A high-quality genome assembly and annotation of the gray mangrove, Avicennia marina
Data files
May 27, 2020 version files 524.61 MB
-
Amar_GenomeAnnotation.tar.gz
Jul 09, 2020 version files 514.16 MB
-
Amarina_GenomeDatasets.tar.gz
Oct 19, 2020 version files 442.19 MB
-
Amarina_GenomeDatasets.rar
Feb 17, 2022 version files 492.15 MB
-
Amar_GenomeAnnotation.tar.gz
Abstract
The gray mangrove [Avicennia marina (Forsk.) Vierh.] is the most widely distributed mangrove species, ranging throughout the Indo-West Pacific. It presents remarkable levels of geographic variation both in phenotypic traits and habitat, often occupying extreme environments at the edges of its distribution. However, subspecific evolutionary relationships and adaptive mechanisms remain understudied, especially across populations of the West Indian Ocean. High-quality genomic resources accounting for such variability are also sparse. Here we report the first chromosome-level assembly of the genome of A. marina. We used a previously release draft assembly and proximity ligation libraries Chicago and Dovetail HiC for scaffolding, producing a 456,526,188 bp long genome. The largest 32 scaffolds (22.4 Mb to 10.5 Mb) accounted for 98 % of the genome assembly, with the remaining 2% distributed among much shorter 3,759 scaffolds (62.4 Kb to 1 Kb). We annotated 45,032 protein-coding genes using tissue-specific RNA-seq data in combination with de novo gene prediction, from which 34,442 were associated to GO terms. Genome assembly and annotated set of genes yield a 96.7% and 95.1% completeness score, respectively, when compared with the eudicots BUSCO dataset. Furthermore, an FST survey based on resequencing data successfully identified a set of candidate genes potentially involved in local adaptation, and revealed patterns of adaptive variability correlating with a temperature gradient in Arabian mangrove populations. Our A. marina genomic assembly provides a highly valuable resource for genome evolution analysis, as well as for identifying functional genes involved in adaptive processes and speciation.
Methods
Genome sequencing and assembly
The sequenced sample was leaf tissue obtained from an individual located at Ras Ghurab Island in the Arabian Gulf (Abu Dhabi, United Arab Emirates; 24.601°N, 4.566 °E), corresponding to the A. m. marina variety. A high-quality genome was produced using proximity ligation libraries and the software pipeline HiRise at Dovetail Genomics, LLC. Briefly, for Chicago and the Dovetail HiC library preparation, chromatin was fixed with formaldehyde. Fixed chromatin was then digested with DpnII and free blunt ends were ligated. Crosslinks were reversed, and the DNA purified from protein, which was then sheared to ~350 bp mean fragment size. Libraries were generated using NEBNext Ultra enzymes and Illumina-compatible adapters, and sequencing was carried out on an Illumina HiSeq X platform. Chicago and Dovetail HiC library reads were then used as input data for genome assembly for HiRise, a software pipeline designed specifically for using proximity ligation data to scaffold genome assemblies. A previously reported draft genome of Avicennia marina (GenBank accesion: GCA_900003535.1) was used in the assembly pipeline, excluding scaffolds shorter than 1Kb since HiRise does not assemble them.

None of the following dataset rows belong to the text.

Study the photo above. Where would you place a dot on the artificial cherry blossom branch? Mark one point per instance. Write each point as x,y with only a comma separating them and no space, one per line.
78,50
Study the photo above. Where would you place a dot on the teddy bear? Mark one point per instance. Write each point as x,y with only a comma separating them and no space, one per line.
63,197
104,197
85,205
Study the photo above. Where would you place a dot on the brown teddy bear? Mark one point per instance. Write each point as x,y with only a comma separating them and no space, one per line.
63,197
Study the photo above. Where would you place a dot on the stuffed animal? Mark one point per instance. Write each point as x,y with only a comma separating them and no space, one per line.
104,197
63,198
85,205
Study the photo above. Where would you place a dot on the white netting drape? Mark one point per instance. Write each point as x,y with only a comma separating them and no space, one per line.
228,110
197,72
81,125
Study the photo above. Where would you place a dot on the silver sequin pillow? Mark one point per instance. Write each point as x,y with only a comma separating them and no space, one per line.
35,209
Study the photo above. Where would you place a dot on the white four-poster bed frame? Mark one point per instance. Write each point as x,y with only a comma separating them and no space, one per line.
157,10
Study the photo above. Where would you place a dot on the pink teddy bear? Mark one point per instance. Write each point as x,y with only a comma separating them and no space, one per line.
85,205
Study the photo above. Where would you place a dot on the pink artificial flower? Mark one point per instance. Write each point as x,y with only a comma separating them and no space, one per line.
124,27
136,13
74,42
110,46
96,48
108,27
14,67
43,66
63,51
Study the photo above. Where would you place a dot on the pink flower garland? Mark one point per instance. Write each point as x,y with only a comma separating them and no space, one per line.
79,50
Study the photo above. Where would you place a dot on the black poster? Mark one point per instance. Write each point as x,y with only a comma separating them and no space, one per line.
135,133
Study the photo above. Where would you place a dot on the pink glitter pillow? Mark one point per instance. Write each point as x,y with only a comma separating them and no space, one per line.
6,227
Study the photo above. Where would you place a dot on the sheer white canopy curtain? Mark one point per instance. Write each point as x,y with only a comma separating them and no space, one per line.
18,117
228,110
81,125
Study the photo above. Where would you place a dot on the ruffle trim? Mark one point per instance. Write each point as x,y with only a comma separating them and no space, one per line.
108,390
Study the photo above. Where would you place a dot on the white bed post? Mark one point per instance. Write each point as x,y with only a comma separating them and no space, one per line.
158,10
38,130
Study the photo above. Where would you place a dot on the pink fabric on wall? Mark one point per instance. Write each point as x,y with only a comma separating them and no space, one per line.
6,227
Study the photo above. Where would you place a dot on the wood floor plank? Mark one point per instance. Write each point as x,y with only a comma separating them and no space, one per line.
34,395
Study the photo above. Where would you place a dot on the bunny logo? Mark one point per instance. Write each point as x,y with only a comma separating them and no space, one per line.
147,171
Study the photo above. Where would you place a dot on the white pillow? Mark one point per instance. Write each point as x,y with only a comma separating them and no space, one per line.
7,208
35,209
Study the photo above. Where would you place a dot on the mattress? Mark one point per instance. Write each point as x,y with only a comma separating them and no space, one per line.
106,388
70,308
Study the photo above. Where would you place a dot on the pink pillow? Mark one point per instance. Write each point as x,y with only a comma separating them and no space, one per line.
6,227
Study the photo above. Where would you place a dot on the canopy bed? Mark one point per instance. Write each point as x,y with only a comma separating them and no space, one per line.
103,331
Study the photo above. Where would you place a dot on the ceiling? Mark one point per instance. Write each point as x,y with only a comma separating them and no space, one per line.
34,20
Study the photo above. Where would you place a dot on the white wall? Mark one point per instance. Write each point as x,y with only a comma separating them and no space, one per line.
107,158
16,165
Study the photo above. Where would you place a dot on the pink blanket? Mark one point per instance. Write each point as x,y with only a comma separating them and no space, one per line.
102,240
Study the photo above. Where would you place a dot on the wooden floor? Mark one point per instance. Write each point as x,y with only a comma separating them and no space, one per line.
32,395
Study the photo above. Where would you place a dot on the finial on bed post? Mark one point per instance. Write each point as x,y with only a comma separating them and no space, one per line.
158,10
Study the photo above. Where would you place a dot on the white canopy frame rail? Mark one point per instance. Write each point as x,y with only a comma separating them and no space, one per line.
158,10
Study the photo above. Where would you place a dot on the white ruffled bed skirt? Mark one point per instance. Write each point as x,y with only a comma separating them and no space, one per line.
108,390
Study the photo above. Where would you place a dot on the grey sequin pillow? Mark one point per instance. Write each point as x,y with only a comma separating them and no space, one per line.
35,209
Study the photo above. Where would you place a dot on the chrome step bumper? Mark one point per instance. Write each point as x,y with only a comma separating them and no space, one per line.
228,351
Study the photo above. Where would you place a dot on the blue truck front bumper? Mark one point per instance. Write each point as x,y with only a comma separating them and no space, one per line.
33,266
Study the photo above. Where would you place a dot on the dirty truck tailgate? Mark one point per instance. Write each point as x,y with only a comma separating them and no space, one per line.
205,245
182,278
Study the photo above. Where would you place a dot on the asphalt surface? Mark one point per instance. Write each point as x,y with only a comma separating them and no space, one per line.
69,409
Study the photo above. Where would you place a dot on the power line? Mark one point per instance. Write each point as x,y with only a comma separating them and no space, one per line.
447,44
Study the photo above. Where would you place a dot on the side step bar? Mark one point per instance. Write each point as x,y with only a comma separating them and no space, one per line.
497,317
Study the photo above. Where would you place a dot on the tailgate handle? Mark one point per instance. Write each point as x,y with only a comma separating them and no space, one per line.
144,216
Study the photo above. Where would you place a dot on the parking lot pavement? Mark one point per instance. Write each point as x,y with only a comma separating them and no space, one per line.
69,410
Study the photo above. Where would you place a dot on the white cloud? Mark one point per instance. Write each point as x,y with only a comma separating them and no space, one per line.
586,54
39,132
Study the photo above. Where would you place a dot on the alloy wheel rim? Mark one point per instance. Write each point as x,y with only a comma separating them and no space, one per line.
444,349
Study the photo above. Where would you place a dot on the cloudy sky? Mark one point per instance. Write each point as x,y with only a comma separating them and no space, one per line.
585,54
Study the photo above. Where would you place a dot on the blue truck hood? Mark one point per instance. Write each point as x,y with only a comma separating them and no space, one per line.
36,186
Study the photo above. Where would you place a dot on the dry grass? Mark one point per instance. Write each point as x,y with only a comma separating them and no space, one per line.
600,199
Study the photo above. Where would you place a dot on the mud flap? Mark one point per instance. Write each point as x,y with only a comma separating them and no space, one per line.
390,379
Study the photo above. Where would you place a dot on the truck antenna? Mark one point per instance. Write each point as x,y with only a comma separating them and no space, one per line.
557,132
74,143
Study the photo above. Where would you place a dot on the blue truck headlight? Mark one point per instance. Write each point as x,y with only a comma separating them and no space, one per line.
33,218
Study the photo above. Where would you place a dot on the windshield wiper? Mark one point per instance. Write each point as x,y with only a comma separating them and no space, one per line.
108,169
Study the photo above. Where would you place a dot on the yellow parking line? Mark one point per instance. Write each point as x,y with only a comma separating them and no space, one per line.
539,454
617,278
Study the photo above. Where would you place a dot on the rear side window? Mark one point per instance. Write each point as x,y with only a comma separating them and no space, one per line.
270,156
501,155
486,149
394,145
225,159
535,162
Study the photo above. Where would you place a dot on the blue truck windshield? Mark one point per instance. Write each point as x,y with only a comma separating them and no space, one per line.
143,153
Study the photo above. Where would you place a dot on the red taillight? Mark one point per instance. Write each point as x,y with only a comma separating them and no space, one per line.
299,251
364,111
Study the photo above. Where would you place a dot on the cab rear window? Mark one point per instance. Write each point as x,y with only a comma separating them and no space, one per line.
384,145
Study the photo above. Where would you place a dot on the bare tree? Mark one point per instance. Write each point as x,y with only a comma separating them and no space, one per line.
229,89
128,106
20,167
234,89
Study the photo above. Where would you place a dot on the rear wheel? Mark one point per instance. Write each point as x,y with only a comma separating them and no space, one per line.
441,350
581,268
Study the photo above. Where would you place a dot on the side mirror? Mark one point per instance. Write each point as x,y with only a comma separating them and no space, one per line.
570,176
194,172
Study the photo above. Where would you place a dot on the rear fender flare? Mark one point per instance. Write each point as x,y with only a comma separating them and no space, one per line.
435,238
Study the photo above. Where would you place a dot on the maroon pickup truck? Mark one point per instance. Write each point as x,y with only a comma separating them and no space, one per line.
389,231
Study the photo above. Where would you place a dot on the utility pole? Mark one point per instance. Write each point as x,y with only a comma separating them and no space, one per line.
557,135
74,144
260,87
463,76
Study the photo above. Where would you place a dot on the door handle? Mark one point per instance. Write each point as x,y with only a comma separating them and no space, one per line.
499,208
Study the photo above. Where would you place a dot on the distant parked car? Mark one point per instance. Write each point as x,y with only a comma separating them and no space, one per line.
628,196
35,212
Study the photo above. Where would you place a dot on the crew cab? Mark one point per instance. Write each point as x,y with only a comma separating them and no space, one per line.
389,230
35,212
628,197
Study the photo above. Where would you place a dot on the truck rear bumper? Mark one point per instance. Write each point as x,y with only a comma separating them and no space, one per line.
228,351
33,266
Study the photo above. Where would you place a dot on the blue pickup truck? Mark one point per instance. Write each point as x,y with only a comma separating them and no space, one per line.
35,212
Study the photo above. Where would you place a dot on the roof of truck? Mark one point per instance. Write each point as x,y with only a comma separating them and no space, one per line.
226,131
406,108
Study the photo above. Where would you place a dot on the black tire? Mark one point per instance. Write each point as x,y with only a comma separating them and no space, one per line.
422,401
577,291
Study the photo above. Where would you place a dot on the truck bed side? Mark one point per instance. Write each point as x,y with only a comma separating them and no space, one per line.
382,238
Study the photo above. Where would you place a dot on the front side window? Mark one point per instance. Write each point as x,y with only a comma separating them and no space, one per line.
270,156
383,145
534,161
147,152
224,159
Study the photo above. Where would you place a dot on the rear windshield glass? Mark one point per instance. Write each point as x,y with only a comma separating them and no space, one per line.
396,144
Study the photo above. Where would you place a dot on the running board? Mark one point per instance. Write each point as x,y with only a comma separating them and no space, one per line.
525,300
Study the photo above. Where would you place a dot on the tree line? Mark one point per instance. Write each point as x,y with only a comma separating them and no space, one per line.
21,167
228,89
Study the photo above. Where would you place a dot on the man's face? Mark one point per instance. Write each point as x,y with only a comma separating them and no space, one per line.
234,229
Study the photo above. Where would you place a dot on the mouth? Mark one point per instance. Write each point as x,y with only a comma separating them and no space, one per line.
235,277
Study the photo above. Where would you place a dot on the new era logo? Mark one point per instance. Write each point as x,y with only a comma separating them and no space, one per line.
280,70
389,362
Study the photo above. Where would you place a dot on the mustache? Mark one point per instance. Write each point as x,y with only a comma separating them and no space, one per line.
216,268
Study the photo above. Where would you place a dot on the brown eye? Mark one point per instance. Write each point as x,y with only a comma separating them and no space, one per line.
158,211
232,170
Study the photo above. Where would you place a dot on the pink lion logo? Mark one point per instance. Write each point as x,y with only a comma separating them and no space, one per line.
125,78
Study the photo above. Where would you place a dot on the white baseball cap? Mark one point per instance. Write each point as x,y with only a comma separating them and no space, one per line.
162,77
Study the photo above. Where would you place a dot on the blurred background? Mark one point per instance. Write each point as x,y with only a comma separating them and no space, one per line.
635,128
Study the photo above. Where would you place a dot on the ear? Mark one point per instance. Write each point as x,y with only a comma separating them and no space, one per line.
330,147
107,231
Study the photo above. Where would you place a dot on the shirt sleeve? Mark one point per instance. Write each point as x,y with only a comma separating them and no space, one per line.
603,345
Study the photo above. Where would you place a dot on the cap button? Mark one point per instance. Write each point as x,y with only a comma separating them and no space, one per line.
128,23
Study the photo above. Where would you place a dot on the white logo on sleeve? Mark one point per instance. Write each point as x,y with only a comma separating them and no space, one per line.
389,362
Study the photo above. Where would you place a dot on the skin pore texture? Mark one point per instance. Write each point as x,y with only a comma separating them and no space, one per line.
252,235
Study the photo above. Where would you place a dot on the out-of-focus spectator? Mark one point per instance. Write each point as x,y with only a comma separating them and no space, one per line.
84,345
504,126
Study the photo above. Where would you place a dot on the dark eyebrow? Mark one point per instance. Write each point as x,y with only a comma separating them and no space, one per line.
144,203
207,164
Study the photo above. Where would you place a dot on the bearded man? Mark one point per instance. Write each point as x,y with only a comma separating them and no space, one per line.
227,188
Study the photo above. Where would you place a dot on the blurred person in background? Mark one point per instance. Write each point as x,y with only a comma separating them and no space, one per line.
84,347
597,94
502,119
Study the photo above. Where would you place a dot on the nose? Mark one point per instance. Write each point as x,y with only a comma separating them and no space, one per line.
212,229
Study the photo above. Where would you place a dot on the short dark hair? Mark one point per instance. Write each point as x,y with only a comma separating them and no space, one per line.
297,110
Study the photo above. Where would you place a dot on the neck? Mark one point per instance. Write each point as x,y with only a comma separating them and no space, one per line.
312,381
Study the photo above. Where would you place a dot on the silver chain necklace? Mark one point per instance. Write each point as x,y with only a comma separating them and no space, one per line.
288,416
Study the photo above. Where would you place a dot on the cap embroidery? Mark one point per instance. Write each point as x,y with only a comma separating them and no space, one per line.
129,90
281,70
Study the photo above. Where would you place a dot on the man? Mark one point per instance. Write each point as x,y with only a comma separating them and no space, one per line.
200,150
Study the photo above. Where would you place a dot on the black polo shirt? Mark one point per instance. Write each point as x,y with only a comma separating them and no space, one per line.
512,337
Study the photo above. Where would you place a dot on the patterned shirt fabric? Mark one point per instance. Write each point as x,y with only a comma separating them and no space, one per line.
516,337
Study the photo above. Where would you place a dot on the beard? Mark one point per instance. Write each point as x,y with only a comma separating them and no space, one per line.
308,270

The mitochondrial genome was assembled using NOVOplasty2.7.2 and resequencing data based on Illumina paired-end 150 bp libraries from a conspecific individual (See below; Supplementary Information). The maturase (matR) mitochondrial gene available in NCBI (GenBank accession no. AY289666.1) was used for the input seed sequence.
Genome annotation
We performed the annotation of the A. marina genome using mRNA data from a set of tissues of conspecific individuals in combination with de novo gene prediction using BRAKER2 v2.1.5 (Hoff et al. 2016). Samples were collected on the coast of the Eastern Central Red Sea north of Jeddah in the Kingdom of Saudi Arabia (22.324 °N, 39.100 °E; Figure 1A). Total RNA was isolated from root, stem, leaf, flower, and seed using TRIzol reagent (Invitrogen, USA). RNA-seq libraries were prepared using TruSeq RNA sample prep kit (Illumina, Inc.), with inserts that range in size from approximately 100-400 bp. Library quality control and quantification were performed with a Bioanalyzer Chip DNA 1000 series II (Agilent), and sequenced in a HiSeq2000 platform (Illumina, Inc.). First, repetitive regions were modelled ab initio using RepeatModeler v2.0.1 (Flynn et al. 2019) in all scaffolds longer than 100 Kb with default options. The resulting repeat library was used to annotate and soft-mask repeats in the genome assembly with RepeatMasker 4.0.9 (Smit et al. 2015). Next, messenger RNA reads were mapped against the soft-masked genome assembly with HISAT2 (Kim et al. 2015). Gene prediction was conducted with BRAKER2 using both the RNA-seq data and the conserved orthologous genes from BUSCO Eudicots_odb10 as proteins from short evolutionary distance to provide hints and train GeneMark-ETP and Augustus (--etpmode; Hoff et al. 2019; Bruna et al. 2020; Lomsadze et al. 2005; Buchfink et al. 2015; Gotoh 2008; Iwata and Gotoh 2012; Li et al. 2009; Barnett et al. 2011; Lomsadze et al. 2014; Stanke et al. 2008; Stanke et al. 2006). The obtained gene annotation gff3 file was validated and used to generate the reported gene annotation statistics with GenomeTools (Gremme et al. 2013) and in-house Perl scripts. Finally, we conducted a similarity-based approach to assist the functional annotation of the predicted proteins. We integrated InterProScan v5.31 (Jones et al. 2014) and BLAST (Tatusova and Madden 1999) searches using the UniProt Swiss-Prot database and the annotated proteins from the Arabidopsis thaliana genome (UniProt Consortium 2019) to generate a final set of annotated functional genes.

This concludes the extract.